Двадцать шестого числа в Парламенте разгорелись жаркие споры, ибо когда получено было известие, что Грансе с пятью тысячами пехоты и тремя тысячами конницы осадил Бри-Конт-Робер, большая часть советников по глупости предложила поддержать осажденных и для того рискнуть дать сражение. Военачальникам стоило великого труда убедить их внять голосу рассудка. Крепость эта значения не имела; пользы от нее по разным причинам не было никакой, и герцог Буйонский, который из-за подагры не мог явиться во Дворец Правосудия, письменно изложил эти причины Парламенту, показавшему себя в этом случае чернью в большей мере, нежели способен вообразить тот, кто не присутствовал в заседании. Бургонь, стоявший в Бри-Конт-Робере, сдался в тот же день, но едва ли он продержался бы дольше, даже если бы вопреки всем правилам ведения войны и пришлось предпринять несколько бессмысленных атак с единственной целью — унять вздорные выкрики парламентских невежд. Я воспользовался этим счастливым предлогом, чтобы возбудить в них самих желание удалить армию из Парижа. Я подослал графа де Мора, которому в нашей партии назначена была роль заглаживать чужие промахи, чтобы он шепнул президенту Шартону, будто ему доподлинно известна истинная причина, по какой Бри-Конт-Роберу не оказали помощи: она-де в том, что невозможно было вовремя вывести войска из Парижа, и потому только мы уже прежде потеряли Шарантон. Тогда же по моему наущению Гресси сообщил президенту де Мему, что узнал из верных рук, будто я нахожусь в большом затруднении, ибо, с одной стороны, вижу, что все приписывают потерю этих двух городов нашему упрямому желанию удержать войска в стенах города, а с другой — не решаюсь удалить хотя бы на два шага от своей особы всех этих солдат, которые в то же время служат мне наемными крикунами на улицах и в зале Дворца Правосудия.

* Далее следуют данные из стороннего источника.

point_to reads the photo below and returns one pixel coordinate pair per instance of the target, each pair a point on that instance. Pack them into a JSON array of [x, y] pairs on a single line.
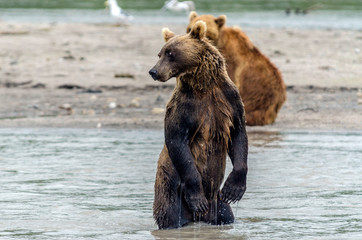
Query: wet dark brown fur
[[204, 122], [258, 80]]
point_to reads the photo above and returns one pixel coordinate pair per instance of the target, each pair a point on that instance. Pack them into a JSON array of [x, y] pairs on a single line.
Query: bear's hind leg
[[220, 213], [169, 210]]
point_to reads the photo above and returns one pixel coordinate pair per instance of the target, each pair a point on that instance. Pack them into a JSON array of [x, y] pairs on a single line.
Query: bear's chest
[[214, 119]]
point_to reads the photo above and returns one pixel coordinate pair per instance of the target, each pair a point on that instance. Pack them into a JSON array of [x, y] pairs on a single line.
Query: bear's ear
[[192, 15], [220, 20], [167, 34], [198, 31]]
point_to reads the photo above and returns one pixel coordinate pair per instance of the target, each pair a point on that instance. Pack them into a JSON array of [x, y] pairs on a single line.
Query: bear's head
[[181, 54], [213, 24]]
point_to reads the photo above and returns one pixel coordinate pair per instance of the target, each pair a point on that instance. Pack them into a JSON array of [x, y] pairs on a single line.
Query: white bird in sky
[[176, 6], [117, 12]]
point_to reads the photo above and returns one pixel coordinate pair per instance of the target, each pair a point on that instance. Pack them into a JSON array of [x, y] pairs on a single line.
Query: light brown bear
[[260, 83], [204, 122]]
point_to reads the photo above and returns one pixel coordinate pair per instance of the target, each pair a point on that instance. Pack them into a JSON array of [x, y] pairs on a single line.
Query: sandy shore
[[91, 75]]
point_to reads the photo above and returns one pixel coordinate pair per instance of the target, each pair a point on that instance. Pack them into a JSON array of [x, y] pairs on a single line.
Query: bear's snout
[[153, 73]]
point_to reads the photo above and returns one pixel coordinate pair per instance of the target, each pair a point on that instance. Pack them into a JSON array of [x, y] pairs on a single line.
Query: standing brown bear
[[260, 83], [204, 122]]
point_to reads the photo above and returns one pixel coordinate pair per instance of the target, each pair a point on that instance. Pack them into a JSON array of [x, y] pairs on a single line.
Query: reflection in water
[[264, 139], [98, 184]]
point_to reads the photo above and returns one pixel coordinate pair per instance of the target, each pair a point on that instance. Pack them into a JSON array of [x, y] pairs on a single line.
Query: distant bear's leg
[[254, 118]]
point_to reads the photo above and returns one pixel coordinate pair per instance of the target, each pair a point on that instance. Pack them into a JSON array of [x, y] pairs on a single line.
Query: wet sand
[[96, 75]]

Не могу вам описать, каким пламенем вспыхнул этот порох. Президент Шартон твердил теперь только о том, что войскам должно стать лагерем; президент де Мем все свои речи клонил к тому, что армии не пристало оставаться в бездействии. Генералы прикинулись, будто смущены [152]подобным требованием. Я сделал вид, будто ему противлюсь. Дней восемь или десять мы заставили себя упрашивать, а потом, как вы увидите, исполнили то, чего желали сами куда более, нежели те, кто нас к тому принуждал.
Нуармутье, выйдя из стен города с полуторатысячным отрядом конницы, в этот день доставил из Даммартена и его окрестностей огромные запасы зерна и муки. Принц де Конде не мог одновременно поспевать всюду: ему не хватало конницы, чтобы занять все окрестные селения, а все окрестные селения поддерживали Париж. В эти последние два дня в город навезли столько зерна, что достало бы продержаться более шести недель. И если хлеба не хватало, виною тому было лишь плутовство булочников и нерадивость должностных лиц.

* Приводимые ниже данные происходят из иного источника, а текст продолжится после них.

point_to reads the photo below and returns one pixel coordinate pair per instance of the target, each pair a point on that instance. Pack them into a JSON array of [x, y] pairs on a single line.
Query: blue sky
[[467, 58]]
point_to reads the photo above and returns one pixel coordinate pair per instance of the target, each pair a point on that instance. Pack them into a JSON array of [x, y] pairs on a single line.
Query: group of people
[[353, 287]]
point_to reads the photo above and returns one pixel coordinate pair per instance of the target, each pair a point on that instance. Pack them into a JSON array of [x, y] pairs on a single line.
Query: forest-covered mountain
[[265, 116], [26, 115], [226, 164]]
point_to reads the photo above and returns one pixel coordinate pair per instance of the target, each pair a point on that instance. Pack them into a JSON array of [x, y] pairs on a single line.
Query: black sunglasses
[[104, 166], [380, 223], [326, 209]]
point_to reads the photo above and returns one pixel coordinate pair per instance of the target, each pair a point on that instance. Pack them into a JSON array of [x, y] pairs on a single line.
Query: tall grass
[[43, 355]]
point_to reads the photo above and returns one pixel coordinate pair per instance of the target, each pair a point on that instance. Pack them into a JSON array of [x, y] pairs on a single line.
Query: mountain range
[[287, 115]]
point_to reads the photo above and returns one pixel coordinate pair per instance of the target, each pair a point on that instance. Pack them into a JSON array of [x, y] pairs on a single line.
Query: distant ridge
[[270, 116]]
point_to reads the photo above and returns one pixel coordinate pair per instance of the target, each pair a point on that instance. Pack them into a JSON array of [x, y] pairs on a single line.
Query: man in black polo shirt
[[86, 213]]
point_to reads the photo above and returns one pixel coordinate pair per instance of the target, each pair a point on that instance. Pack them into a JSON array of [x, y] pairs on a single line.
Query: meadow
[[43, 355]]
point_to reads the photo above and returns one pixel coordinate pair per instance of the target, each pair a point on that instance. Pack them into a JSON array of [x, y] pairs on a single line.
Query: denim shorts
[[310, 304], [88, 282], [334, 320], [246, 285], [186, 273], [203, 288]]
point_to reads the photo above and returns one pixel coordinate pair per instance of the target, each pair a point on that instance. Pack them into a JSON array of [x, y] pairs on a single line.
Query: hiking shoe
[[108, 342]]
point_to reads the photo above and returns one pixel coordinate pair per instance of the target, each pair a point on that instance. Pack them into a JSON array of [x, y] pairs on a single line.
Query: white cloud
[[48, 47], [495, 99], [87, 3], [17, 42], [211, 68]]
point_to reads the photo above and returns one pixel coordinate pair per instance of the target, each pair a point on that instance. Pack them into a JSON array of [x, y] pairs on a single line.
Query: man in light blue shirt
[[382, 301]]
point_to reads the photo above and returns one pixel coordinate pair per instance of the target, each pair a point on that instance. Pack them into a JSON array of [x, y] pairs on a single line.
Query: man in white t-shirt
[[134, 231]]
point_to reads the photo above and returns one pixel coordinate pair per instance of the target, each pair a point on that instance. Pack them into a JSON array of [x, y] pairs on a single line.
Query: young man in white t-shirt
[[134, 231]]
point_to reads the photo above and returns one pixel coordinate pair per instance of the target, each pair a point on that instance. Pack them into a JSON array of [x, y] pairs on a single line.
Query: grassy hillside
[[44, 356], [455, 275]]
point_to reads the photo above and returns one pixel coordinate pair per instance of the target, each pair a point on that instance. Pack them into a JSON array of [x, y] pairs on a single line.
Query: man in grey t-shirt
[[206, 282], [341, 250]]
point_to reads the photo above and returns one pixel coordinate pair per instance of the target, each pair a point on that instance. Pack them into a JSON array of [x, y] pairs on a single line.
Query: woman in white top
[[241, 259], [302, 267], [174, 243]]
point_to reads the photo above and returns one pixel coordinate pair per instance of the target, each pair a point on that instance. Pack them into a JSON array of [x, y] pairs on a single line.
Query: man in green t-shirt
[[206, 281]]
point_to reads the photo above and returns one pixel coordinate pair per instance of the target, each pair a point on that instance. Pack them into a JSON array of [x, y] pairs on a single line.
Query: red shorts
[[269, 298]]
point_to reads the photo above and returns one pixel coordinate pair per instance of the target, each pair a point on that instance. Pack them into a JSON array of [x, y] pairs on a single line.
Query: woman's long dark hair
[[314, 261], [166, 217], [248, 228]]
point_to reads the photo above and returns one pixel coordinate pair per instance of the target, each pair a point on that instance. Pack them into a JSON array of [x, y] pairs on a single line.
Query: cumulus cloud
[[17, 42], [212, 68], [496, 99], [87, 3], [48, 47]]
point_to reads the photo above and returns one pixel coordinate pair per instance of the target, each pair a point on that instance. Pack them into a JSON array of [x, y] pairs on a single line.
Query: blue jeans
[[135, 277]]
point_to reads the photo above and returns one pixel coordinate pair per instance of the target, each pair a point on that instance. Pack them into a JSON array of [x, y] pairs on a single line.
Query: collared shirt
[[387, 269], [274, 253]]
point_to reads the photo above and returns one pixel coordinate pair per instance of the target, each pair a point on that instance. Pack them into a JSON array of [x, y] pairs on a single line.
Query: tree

Двадцать седьмого февраля Первый президент доложил Парламенту о том, что произошло в Сен-Жермене и о чем я вам уже рассказывал: решено было просить военачальников пожаловать после обеда во Дворец Правосудия, дабы обсудить предложения двора. Мы с Бофором насилу удержали толпу, которая ломилась в Большую палату, — депутатам угрожали сбросить их в реку и называли предателями, вошедшими в сговор с Мазарини. Пришлось пустить в ход все наше влияние, чтобы успокоить народ, а Парламент меж тем полагал, будто мы его подстрекаем. В том-то и неудобство власти над народом, что на вас взваливают вину даже за действия, творимые им против вашей воли. Испытав это утром 27 февраля, мы принуждены были просить принца де Конти уведомить Парламент, что он не может явиться днем во Дворец и просит отложить прения на другое утро, а сами положили собраться вечером у герцога Буйонского, дабы обсудить подробнее, что нам должно говорить и делать, оказавшись между народом, требующим войны, Парламентом, жаждущим мира, и испанцами, которые, смотря по тому, что было им выгоднее, могли пожелать и того и другого за наш счет.